In our family, Stuart (my husband) has been the quick witted funny one. He can come up with things at the drop of a hat and make people laugh. After all that is part of the reason I fell in love with him and married him. After a while you do hear the similar jokes when we interact with others, I find myself smirking or sometimes even thinking (here we go again…). I know exactly what he will say next and exactly where people will laugh. So he no longer makes me laugh as much which is ok too, but I have learnt something about humour in these observations.
When I started out as a speaker over five years ago, I knew being funny in a few spots will help me win over my audience a lot quicker but I had this belief that I just didn’t have it in me. Initially I was so worried about remembering what I had to deliver that I was mostly in my head rather than my heart. This is obviously one of the core reasons my funny side was blocked.
As I spoke more and more, I relaxed into my new calling and from time to time, the audience would find some of my quirkiness funny. I started to get some responses. Now I was getting somewhere… I would then try the same thing at the next event and it would work again. Bingo! Once I had success 3 times, it was already embedded in my mind what it was and how the timing worked and I would bring it in at the right time and place and 98% of the time get my audience laughing or being amused.

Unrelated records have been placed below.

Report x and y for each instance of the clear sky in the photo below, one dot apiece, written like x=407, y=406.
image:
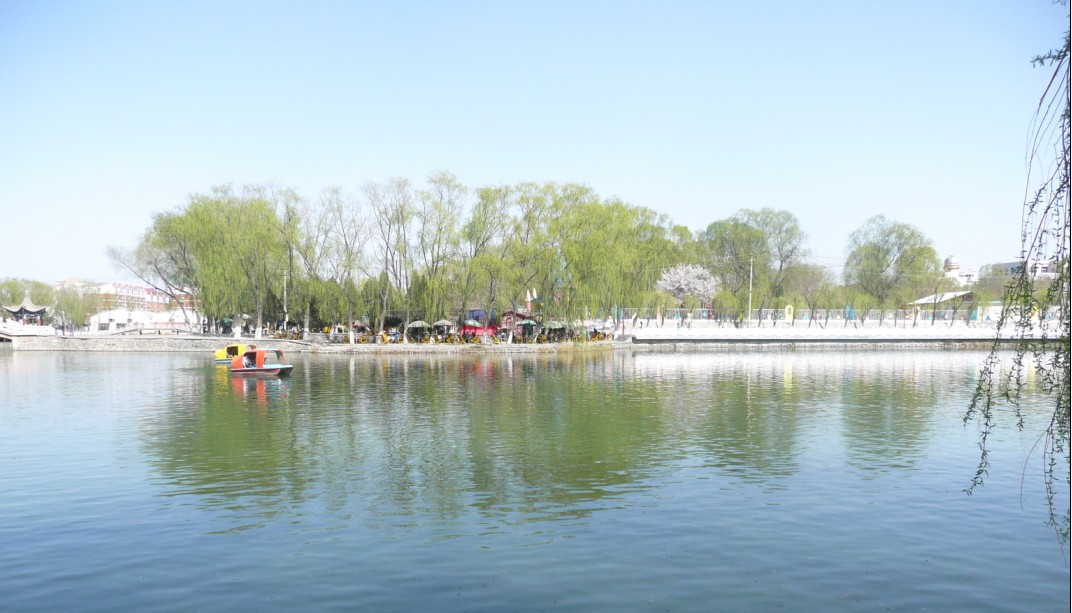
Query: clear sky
x=110, y=111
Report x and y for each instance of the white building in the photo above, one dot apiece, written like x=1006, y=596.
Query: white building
x=964, y=279
x=1038, y=269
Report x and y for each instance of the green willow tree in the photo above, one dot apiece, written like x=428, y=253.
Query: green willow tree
x=1035, y=312
x=891, y=262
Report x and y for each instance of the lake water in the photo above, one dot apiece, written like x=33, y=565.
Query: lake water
x=705, y=481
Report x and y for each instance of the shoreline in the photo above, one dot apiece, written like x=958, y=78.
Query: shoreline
x=680, y=341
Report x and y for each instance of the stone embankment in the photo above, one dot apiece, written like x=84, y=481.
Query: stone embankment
x=198, y=343
x=640, y=339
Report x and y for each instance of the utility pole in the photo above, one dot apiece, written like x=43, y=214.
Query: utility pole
x=749, y=290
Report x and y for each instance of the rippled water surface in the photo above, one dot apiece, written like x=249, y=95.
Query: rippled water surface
x=744, y=480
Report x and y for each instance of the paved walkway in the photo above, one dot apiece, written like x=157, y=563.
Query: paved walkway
x=803, y=333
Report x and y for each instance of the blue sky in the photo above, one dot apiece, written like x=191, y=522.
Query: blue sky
x=836, y=111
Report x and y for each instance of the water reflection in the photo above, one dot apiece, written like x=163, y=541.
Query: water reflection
x=529, y=438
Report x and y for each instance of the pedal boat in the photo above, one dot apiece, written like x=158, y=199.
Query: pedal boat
x=227, y=354
x=261, y=362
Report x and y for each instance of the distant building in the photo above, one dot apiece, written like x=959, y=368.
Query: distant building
x=1038, y=269
x=965, y=279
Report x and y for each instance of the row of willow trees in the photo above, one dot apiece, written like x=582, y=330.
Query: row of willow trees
x=434, y=252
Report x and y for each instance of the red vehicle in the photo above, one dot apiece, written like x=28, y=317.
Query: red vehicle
x=261, y=362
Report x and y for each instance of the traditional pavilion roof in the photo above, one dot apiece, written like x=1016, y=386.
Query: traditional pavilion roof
x=26, y=308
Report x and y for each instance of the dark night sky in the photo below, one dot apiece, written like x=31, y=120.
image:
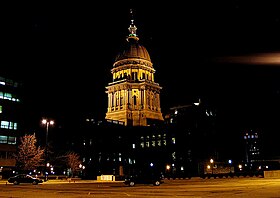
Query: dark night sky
x=64, y=53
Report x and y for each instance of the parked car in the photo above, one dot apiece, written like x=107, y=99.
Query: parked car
x=24, y=178
x=156, y=180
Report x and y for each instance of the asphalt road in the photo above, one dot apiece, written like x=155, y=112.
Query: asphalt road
x=230, y=187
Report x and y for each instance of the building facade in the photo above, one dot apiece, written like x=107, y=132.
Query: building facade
x=10, y=105
x=133, y=96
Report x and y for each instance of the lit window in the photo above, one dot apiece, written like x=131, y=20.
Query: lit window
x=159, y=142
x=3, y=139
x=4, y=124
x=12, y=140
x=147, y=144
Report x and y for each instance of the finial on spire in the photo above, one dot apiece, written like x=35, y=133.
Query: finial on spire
x=132, y=28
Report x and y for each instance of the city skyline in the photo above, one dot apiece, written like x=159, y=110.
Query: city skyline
x=199, y=51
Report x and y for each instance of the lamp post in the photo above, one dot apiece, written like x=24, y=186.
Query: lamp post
x=212, y=161
x=47, y=123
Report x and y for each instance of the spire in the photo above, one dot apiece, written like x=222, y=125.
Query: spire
x=132, y=28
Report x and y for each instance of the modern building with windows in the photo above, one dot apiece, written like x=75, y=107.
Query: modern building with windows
x=10, y=112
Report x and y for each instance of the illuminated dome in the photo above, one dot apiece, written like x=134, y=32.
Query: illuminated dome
x=133, y=50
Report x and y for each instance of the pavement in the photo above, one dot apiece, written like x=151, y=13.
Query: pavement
x=53, y=181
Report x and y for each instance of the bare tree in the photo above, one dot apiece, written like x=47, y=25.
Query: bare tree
x=73, y=162
x=29, y=156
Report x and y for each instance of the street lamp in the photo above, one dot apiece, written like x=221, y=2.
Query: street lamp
x=47, y=123
x=212, y=161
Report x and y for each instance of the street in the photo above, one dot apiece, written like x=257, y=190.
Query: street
x=195, y=187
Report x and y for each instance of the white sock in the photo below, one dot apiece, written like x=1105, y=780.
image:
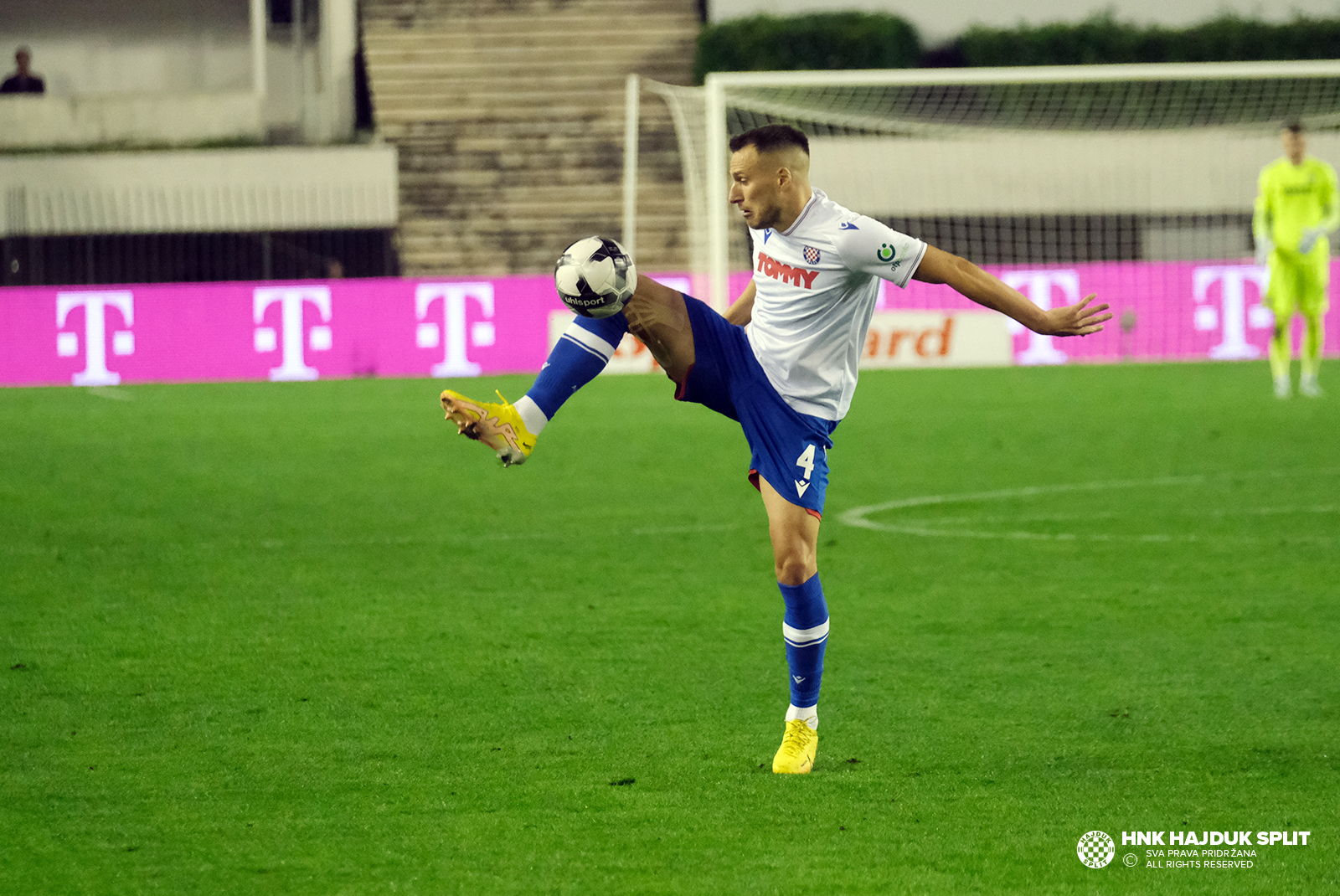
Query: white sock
x=808, y=713
x=531, y=415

The more I came to my heart space and brought out the authentic version of me, the funnier I became. Even my husband commented on my humour when we watched me present after an extended period that he had not seen me. He said ‘Darl you have humour! You even made me laugh and kept me amused.’
Another mentor of mine that I had found so funny in her style of presenting told me that all her humour is practiced and learnt. After speaking for so long she brings it in as she needs to and it’s the same thing and same response each and every time. Now I know exactly what she means being on the other side of it.
I am not to say if you came to see me at my events I would do a comedy show, but I will certainly make you feel like you have been well engaged and entertained during my talk.
So lets have a look at some of the key insights shared here:
- Humour is about timing but it is generally practiced and repeated until perfected for a certain outcome
- You become funnier the more you are into the mode of being truly you and authentic
- We are naturally funny, embrace it and your quirks
- Give it time, notice what people find amusing and keep doing more of that
- Note down what it is people laughed it and how can you use that in different places.
The other day in my Bums on Seats Mastermind group I was telling about this and we had an awesome laugh. In my signature workshop I talk about my career before business having had only 3 jobs in my life. One of those jobs was to work in a comic book store where I was surrounded by smelly customers….
This is where I get tons of laughs – generally people do understand that those that love comics are not great with their hygiene and with the use of my timing and pause my audience laughs...
Then come other parts of my story that are also amusing. I think pausing is key in comedy, facial expressions and use of tone. Use them to your advantage and you will have your audience raving about your engaging presentations.